Define the polynomial p[x] = (product over all i and sign choices + | - in
front of u_i, i = 1 to m)

(x - sum(i = 1 to m) ((+|-) u_i))

This polynomial is of degree 2^m in x because of the 2 sign choices in the factors. Treat the polynomial as a polynomial in u_i. If you change the sign of any u_i you get the same polynomial (with the factors in a different order). This polynomial is therefore of even degree in each u_i. If it were simplified, each u_i would be raised to an even power. Since the powers of u_i are even it has no sqrts in it anymore. So p[x] is monic with integer coefficients just like the example above. The rational roots theorem again says that if this polynomial has any rational roots they are integers. So we have proved that y which is the root when all + signs are chosen, is irrational or is an integer.

Computing a rational upper bound to the sqrt of an integer and a rational lower bound to the sqrt is computationally feasible even for numbers which are exceedingly large (Newton's method). If the bounds fall with just one integer in between we can try dividing that integer into the number to see if it is a perfect square. So if the number is a perfect square we can detect that and make both bounds equal the exact sqrt. If there is no integer in between we know it is not a perfect square. Factoring a perfect square is easy even though factoring a general big integer is not feasible (at least no one knows how to do it and has published).

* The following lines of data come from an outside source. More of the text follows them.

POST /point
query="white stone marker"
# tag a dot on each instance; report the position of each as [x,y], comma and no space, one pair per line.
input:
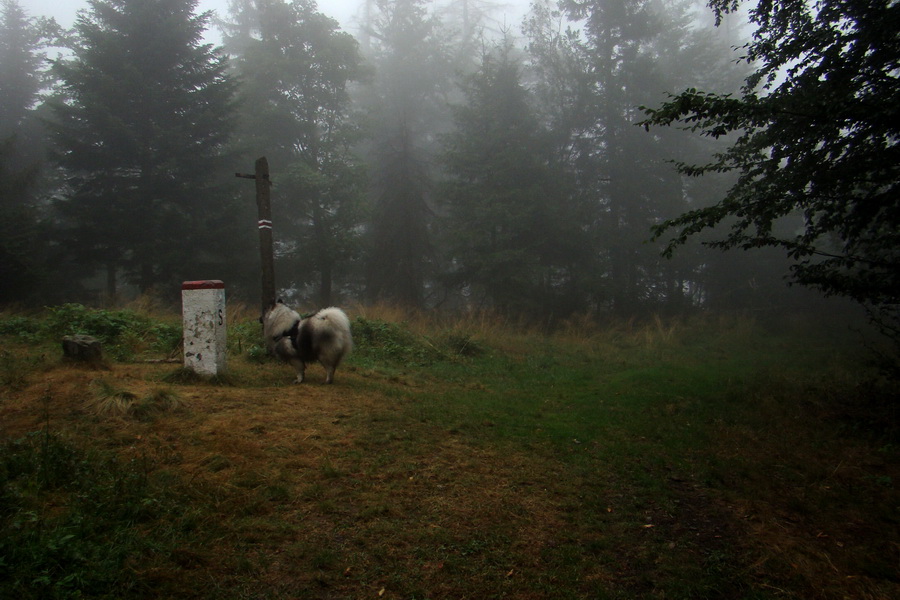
[203,316]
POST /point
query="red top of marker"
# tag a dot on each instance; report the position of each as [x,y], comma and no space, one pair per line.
[208,284]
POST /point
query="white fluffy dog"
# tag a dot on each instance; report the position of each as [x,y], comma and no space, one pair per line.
[323,337]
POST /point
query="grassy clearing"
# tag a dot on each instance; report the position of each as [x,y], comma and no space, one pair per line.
[468,458]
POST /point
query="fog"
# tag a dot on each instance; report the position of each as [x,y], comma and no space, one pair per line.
[346,12]
[448,155]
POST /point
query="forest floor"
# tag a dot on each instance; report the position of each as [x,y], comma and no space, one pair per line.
[721,461]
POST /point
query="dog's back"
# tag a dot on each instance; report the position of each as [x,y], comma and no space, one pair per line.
[280,326]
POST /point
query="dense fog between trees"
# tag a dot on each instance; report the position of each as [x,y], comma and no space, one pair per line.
[434,155]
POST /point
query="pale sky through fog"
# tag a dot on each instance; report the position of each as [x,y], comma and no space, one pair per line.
[344,11]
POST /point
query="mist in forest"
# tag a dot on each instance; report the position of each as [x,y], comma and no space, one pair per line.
[455,154]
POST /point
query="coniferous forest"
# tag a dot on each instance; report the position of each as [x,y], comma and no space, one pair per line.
[625,157]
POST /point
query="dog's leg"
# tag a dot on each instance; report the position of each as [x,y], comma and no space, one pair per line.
[301,369]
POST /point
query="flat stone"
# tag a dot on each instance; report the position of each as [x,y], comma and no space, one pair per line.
[82,348]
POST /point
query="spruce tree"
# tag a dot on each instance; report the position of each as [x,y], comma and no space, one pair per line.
[512,235]
[296,66]
[405,106]
[145,111]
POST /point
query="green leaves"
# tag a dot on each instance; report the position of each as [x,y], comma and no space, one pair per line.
[817,147]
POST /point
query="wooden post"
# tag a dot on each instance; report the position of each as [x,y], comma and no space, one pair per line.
[264,211]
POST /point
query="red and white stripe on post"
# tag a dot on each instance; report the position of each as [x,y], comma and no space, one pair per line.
[203,317]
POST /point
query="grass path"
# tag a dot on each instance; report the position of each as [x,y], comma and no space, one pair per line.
[713,464]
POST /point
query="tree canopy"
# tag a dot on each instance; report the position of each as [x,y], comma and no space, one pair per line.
[145,112]
[815,134]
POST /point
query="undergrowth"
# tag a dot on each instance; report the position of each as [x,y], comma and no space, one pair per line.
[661,458]
[74,521]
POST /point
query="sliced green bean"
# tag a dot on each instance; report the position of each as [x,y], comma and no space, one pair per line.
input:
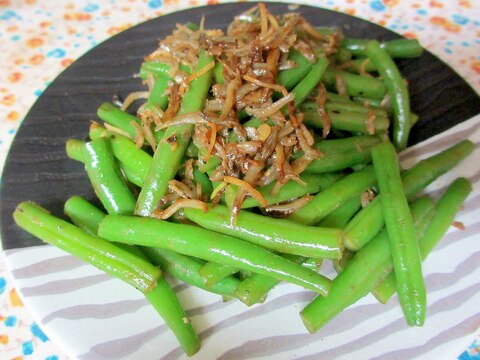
[340,154]
[212,273]
[334,196]
[162,297]
[101,254]
[171,148]
[275,234]
[446,209]
[104,175]
[291,190]
[369,220]
[401,233]
[397,90]
[401,48]
[357,85]
[360,275]
[208,245]
[186,268]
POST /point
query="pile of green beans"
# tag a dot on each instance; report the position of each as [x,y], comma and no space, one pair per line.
[358,208]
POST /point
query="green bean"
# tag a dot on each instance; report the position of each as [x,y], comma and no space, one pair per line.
[158,95]
[360,275]
[401,48]
[159,69]
[357,85]
[369,220]
[171,148]
[102,254]
[397,90]
[118,118]
[340,154]
[73,148]
[447,207]
[334,196]
[291,190]
[204,181]
[104,175]
[83,214]
[401,233]
[212,273]
[310,81]
[218,73]
[291,77]
[341,216]
[352,122]
[186,268]
[342,107]
[162,297]
[274,234]
[208,245]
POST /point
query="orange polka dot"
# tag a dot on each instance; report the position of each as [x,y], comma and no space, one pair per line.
[15,77]
[14,116]
[46,23]
[36,59]
[8,100]
[476,66]
[410,35]
[35,42]
[77,16]
[66,62]
[14,298]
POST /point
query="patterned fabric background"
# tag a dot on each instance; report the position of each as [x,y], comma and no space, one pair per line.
[40,38]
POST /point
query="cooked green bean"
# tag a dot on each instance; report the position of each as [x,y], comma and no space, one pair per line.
[104,175]
[275,234]
[360,275]
[208,245]
[102,254]
[212,273]
[334,196]
[401,234]
[185,268]
[171,148]
[291,190]
[401,48]
[369,220]
[446,209]
[397,90]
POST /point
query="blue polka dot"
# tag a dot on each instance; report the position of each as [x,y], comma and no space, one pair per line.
[11,321]
[154,4]
[460,19]
[37,332]
[9,14]
[377,5]
[56,53]
[91,8]
[27,348]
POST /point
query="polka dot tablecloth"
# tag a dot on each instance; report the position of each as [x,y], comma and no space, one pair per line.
[38,39]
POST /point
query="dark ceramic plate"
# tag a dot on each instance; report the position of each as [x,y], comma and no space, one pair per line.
[37,169]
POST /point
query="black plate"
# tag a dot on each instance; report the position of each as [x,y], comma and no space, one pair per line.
[37,168]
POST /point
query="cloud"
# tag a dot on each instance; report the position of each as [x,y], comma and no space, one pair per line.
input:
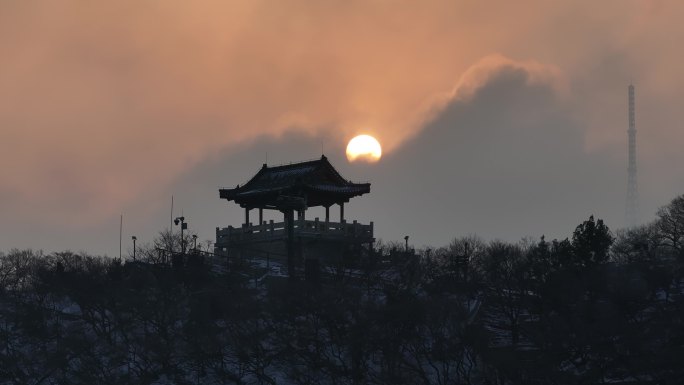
[103,106]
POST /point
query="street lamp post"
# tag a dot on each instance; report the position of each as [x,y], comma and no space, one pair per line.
[184,226]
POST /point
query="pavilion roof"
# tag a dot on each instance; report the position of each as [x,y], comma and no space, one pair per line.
[316,182]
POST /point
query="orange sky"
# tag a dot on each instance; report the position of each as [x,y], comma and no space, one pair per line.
[105,104]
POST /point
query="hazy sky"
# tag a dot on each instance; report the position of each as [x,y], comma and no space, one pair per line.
[500,118]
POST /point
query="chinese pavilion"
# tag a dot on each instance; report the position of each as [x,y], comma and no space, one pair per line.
[291,189]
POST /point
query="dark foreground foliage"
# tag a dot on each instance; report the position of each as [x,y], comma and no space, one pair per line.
[594,308]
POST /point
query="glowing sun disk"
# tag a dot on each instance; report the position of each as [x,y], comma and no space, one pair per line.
[364,147]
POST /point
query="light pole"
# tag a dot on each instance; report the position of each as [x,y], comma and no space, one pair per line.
[184,226]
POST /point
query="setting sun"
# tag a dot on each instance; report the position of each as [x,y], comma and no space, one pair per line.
[364,147]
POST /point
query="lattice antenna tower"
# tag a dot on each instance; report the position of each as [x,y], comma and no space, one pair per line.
[632,207]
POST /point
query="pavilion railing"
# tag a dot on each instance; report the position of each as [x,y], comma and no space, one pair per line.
[302,228]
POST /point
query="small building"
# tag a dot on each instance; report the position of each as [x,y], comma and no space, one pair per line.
[291,189]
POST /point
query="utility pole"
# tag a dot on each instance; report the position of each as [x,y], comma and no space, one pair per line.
[632,205]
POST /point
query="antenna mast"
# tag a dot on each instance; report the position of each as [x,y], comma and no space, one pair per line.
[632,192]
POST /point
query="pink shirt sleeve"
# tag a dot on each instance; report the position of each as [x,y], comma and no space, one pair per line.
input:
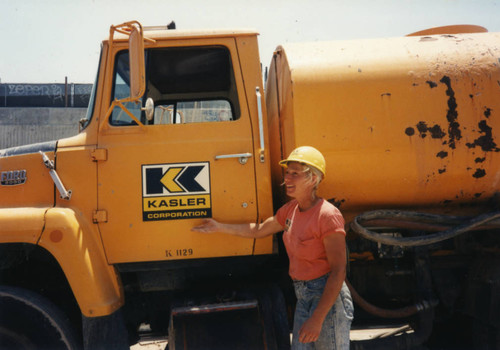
[331,221]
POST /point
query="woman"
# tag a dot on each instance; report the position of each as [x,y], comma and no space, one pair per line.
[314,238]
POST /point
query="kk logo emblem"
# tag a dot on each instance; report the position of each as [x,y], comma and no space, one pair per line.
[176,191]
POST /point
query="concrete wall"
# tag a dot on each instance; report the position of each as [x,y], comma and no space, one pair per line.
[21,126]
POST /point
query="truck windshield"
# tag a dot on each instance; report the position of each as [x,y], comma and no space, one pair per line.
[187,85]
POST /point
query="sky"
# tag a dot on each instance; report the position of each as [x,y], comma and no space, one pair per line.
[44,41]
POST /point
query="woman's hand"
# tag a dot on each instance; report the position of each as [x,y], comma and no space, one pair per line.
[208,226]
[310,330]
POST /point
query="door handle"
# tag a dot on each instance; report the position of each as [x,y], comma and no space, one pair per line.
[243,157]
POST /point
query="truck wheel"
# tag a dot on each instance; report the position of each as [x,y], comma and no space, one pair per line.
[30,321]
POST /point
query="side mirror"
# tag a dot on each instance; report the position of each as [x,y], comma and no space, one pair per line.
[136,63]
[149,109]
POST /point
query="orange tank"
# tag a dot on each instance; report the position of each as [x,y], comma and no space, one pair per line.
[403,122]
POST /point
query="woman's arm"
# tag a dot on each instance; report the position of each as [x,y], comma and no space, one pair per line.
[336,255]
[251,230]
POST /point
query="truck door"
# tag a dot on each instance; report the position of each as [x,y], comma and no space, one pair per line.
[193,159]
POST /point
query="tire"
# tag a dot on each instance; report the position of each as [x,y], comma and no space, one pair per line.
[29,321]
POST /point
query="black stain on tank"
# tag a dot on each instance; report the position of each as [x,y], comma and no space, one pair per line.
[431,84]
[484,141]
[442,154]
[435,131]
[479,173]
[422,129]
[487,112]
[454,132]
[410,131]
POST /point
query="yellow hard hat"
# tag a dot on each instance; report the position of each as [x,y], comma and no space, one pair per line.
[307,155]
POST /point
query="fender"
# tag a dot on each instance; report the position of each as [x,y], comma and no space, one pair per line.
[21,225]
[77,247]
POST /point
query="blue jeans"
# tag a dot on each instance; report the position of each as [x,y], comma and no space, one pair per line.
[335,331]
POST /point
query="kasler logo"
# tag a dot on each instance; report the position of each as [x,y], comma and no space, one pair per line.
[176,191]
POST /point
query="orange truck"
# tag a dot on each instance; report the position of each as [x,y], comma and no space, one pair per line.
[95,230]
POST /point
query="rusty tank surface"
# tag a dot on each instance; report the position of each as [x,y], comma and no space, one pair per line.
[403,122]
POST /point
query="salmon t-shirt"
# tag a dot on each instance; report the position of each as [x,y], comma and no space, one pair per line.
[303,237]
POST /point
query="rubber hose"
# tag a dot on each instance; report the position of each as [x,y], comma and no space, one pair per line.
[387,313]
[422,240]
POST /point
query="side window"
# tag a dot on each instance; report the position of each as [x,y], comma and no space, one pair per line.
[187,85]
[193,112]
[121,89]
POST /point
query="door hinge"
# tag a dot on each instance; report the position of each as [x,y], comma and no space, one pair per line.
[99,216]
[99,154]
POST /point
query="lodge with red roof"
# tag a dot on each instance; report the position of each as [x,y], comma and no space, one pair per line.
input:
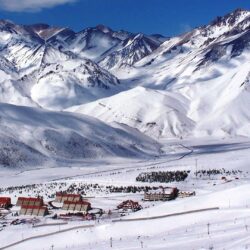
[5,202]
[29,201]
[62,197]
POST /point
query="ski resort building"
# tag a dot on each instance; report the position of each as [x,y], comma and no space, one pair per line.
[161,194]
[28,201]
[129,205]
[34,210]
[61,197]
[5,202]
[79,206]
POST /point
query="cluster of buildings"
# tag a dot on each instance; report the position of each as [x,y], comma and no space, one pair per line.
[76,204]
[161,194]
[129,205]
[73,202]
[5,202]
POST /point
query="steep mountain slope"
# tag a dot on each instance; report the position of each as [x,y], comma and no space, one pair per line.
[132,51]
[195,84]
[208,67]
[34,137]
[156,113]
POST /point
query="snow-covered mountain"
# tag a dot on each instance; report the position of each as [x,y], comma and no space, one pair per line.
[195,84]
[153,112]
[35,137]
[207,67]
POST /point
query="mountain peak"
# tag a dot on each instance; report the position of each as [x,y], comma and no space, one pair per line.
[103,28]
[231,19]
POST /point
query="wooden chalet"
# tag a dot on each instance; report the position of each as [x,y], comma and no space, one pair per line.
[29,201]
[5,202]
[161,194]
[34,210]
[129,205]
[61,197]
[79,206]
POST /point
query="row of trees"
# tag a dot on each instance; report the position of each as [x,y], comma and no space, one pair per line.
[163,176]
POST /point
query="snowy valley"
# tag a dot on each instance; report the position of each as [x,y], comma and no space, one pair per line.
[113,117]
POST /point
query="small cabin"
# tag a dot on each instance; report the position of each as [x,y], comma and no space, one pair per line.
[61,197]
[78,206]
[5,202]
[34,210]
[161,194]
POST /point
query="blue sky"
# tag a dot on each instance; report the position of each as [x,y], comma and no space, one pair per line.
[168,17]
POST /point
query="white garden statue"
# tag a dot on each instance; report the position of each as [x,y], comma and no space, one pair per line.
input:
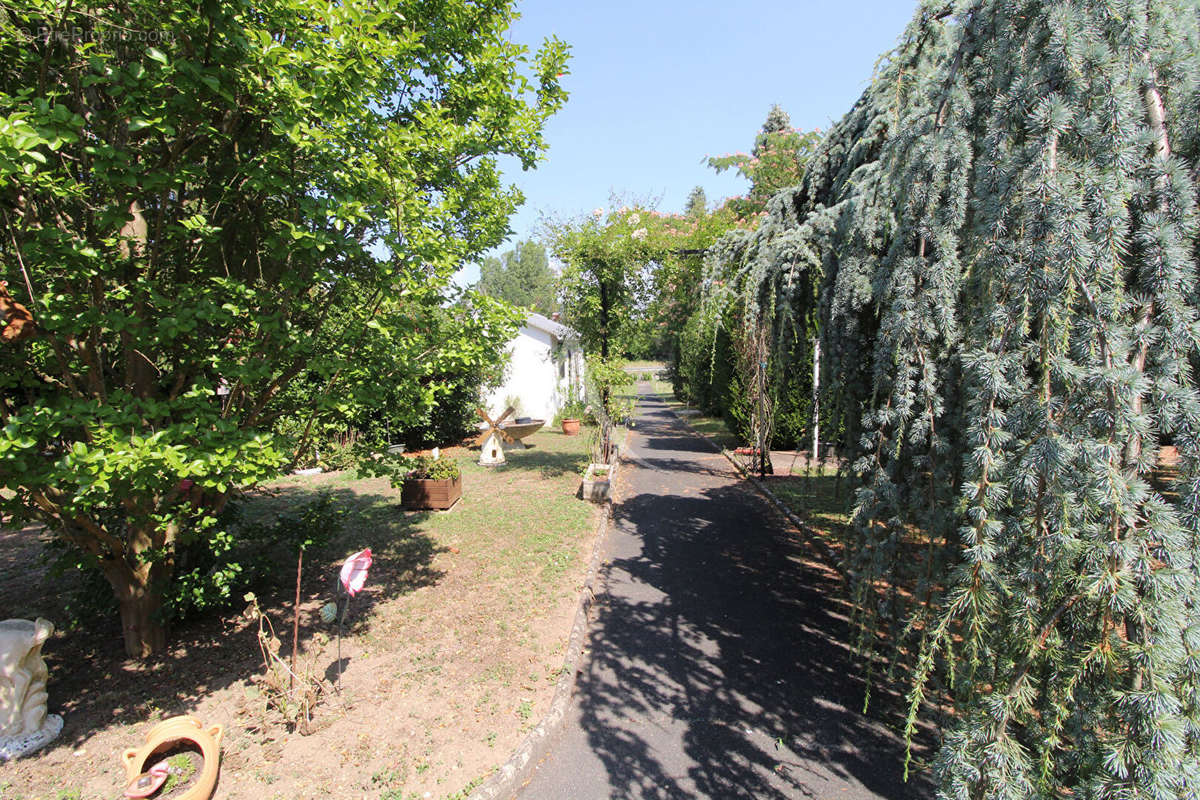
[24,723]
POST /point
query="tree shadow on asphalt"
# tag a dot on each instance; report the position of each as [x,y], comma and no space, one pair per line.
[724,630]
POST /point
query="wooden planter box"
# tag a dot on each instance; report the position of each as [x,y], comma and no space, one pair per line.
[438,495]
[598,488]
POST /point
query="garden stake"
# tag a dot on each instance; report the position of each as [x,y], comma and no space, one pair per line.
[295,623]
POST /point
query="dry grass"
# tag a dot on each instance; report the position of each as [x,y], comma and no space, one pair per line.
[453,649]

Once we have bounds on all the sqrt(k_i) we can computer upper and lower bounds on all the u_i. We can add the upper bounds on the u_i and get an upper bound on y. We can add the lower bounds of the u_i to get a lower bound on y. Notice that we don't have to compute p[x] for this step.

If there is no integer between the upper and lower bounds for y we are done. y is not an integer and is therefore irrational.

If there is an integer between the bounds for y we have to do a little more work and compute p[x] explicitly.

Call the integer in the bounds of y, J. If J is not a root of p[x], y is irrational. Suppose J is a root and there is only one root of p[x] in the bounds for y. Then y is J and is rational. There could be multiple roots in the interval with y and J. So we might need more work.

The following argument for the other cases uses one idea from the calculus. That could be avoided. We thought it was unlikely anyone that is trying to follow this has not had a little calculus. It uses without comment lots of little facts about polynomials.

If J is a root of p[x] and there are other roots of p[x] in the bounds of y
then we have to account for the roots of p[x] in more detail. Possible repeated
roots make this harder to test. So we get our computer to compute p[x] explicitly.
Compute h[x] = greatest common divisor, gcd(p[x],p'[x]). The Euclidean algorithm
for polynomials (Knuth, "Seminumerical Algorithms") can determine h[x] in a
feasible amount of time. p'[x] is just the derivative of p[x]. Now compute
q[x] = p[x]/h[x]. q[x] has all of the roots of p[x] with the repeated roots
removed. This is easy to prove with elementary calculus. Now that the repeated
roots are removed we get the computer to narrow the bounds on each root until
none overlap. This will always succeed because there are no repeated roots. Now
if J is in the bounds of y we know that J = y. J is a root of q[x] and so is y
and there are exactly as many intervals as the degree of q[x]. So the pigeon-hole principle is the reason we know J = y. If J is not in the interval with y then y is irrational.

Q.E.D.

## Discussion

If you made it through that, then you can handle problems like this:

Is y = sum (i to m)(q_i * sqrt ( r_i)) irrational where q_i and r_i
are rationals, all r_i > 0?

Call Z the product of all the denominators of the q_i's and r_i's. Then compute y*Z. Since Z is an integer, y is irational if and only if y*Z is. However the right hand side of y*Z now has no denominators and fits our test above. So we can test y*Z.